La comunidad internacional -llámese gobiernos, entidades multilaterales, agencias calificadoras e incluso los mercados- están jugados por el Sí.  Colombia nunca había logrado un consenso de esta magnitud en toda su historia. Es una oportunidad de apalancamiento de recursos, de generación de confianza y de transformación de nuestra imagen internacional. Es muy diferente atraer inversionistas y turistas para un país en guerra que a uno que puso fin a un conflicto de 52 años. Ese dividendo de la paz desaparecería si optamos por rechazar lo acordado. Se nos esfumarían nuestros 15 minutos de fama.

Lo más grave de un No es la pérdida de tiempo valioso y la incertidumbre. Quedaríamos en el peor de los mundos: con 8.000 guerrilleros armados, sus jefes resguardados en Cuba y Venezuela, con la credibilidad internacional del gobierno colombiano por el suelo y un presidente debilitado, a 18 meses de las elecciones.  

Lectores de esta columna saben que he sido muy crítico del proceso en La Habana.
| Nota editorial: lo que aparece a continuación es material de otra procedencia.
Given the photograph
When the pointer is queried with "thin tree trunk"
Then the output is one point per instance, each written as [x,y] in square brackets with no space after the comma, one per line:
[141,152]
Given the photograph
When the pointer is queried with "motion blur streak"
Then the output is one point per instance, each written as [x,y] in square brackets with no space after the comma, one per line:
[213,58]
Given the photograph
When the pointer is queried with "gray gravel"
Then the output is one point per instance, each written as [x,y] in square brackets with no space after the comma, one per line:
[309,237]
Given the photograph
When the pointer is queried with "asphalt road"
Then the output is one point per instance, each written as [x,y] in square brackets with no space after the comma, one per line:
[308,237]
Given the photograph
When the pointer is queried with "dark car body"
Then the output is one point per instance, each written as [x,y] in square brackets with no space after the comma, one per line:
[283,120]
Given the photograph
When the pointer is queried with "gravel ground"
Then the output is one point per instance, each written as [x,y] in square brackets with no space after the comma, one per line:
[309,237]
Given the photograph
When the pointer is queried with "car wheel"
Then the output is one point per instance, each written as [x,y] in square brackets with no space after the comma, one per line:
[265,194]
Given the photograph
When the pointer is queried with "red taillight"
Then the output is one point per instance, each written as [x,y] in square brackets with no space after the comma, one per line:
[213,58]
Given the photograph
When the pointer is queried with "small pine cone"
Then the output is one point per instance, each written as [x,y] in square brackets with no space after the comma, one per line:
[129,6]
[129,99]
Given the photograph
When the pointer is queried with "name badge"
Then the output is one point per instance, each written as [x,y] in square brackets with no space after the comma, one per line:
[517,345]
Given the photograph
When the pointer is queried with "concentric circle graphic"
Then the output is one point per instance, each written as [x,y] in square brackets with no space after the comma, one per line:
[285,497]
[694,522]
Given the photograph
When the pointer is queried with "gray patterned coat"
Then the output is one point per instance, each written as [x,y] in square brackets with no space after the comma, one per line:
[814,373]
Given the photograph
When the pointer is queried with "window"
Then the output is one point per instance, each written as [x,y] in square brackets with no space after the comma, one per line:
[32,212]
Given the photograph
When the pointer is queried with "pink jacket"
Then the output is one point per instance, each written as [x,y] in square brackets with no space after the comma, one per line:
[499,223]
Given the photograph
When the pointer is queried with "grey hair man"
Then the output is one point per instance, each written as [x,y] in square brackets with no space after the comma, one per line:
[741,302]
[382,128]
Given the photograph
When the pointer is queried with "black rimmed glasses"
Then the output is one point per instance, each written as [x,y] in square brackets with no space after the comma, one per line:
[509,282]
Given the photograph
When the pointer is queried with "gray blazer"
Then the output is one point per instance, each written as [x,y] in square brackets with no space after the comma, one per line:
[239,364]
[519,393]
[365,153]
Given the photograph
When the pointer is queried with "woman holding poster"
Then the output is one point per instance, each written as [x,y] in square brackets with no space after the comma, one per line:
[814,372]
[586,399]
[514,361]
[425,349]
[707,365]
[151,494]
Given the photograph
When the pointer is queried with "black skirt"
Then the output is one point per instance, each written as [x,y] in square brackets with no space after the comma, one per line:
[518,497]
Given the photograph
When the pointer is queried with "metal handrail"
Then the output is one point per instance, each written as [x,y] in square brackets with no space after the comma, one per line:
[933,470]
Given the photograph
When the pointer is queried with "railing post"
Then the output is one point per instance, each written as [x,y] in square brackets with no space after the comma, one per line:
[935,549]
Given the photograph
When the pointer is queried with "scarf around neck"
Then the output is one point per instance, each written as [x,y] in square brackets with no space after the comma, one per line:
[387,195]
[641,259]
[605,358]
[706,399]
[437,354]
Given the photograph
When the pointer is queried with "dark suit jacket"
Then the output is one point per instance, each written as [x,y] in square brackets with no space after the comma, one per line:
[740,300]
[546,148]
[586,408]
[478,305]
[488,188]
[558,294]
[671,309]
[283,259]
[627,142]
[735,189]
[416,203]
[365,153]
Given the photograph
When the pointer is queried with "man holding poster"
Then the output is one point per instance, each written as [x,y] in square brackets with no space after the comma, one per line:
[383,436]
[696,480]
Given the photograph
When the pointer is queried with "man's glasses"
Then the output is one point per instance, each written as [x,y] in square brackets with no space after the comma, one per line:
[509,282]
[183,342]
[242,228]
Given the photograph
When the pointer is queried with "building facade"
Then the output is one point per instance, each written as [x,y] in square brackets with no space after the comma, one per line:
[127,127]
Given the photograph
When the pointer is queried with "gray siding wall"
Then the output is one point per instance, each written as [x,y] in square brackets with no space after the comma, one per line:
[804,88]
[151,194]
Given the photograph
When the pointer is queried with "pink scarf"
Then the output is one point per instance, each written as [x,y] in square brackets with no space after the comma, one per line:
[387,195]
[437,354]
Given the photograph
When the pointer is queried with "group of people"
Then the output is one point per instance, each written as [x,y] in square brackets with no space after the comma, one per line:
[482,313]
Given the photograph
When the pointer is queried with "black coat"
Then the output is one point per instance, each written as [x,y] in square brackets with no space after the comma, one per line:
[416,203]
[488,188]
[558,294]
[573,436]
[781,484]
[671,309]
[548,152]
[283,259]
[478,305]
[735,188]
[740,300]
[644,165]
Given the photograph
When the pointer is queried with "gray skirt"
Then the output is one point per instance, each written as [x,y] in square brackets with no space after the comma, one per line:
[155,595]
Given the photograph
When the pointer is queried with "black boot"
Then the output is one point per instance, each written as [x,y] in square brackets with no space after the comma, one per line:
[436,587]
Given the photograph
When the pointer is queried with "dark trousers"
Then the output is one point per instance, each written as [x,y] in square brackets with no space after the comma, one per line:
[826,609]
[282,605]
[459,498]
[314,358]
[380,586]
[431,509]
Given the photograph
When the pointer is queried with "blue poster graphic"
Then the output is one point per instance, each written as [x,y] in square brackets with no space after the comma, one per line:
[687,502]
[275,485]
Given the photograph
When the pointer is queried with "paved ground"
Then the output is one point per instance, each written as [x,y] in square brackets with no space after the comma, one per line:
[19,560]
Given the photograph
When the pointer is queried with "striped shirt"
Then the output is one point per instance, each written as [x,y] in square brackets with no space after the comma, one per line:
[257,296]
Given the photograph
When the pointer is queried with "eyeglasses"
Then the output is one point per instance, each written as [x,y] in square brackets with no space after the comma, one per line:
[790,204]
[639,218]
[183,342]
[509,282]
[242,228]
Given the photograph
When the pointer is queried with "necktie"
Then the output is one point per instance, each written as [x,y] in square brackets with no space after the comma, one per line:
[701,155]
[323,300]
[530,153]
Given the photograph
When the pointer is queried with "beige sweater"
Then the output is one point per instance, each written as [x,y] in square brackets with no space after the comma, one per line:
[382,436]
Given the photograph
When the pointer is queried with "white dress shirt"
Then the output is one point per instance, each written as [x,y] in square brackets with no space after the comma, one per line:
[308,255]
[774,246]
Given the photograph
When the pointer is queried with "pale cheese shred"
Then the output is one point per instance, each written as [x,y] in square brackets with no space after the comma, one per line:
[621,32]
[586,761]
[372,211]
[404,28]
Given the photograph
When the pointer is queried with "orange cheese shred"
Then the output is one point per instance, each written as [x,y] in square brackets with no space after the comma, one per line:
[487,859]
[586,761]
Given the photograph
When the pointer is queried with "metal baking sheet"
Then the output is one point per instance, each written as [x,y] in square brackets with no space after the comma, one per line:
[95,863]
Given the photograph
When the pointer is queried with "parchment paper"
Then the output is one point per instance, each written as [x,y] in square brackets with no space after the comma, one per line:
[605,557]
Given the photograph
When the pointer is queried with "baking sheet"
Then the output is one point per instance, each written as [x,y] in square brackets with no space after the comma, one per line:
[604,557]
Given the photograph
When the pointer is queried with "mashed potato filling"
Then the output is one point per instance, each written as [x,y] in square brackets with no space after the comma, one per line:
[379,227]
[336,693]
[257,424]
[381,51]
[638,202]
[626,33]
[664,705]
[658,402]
Creo que se alargó demasiado y que hubo concesiones que no comparto. Sigo sin confiar en las FARC. Y así lo he expresado en repetidas ocasiones. Pero el contexto de hoy es otro; ya no es un debate sobre cómo adelantar una negociación, sino si lo acordado es, en su conjunto, mejor que el statu quo anterior. No es un “Sophie’s Choice”.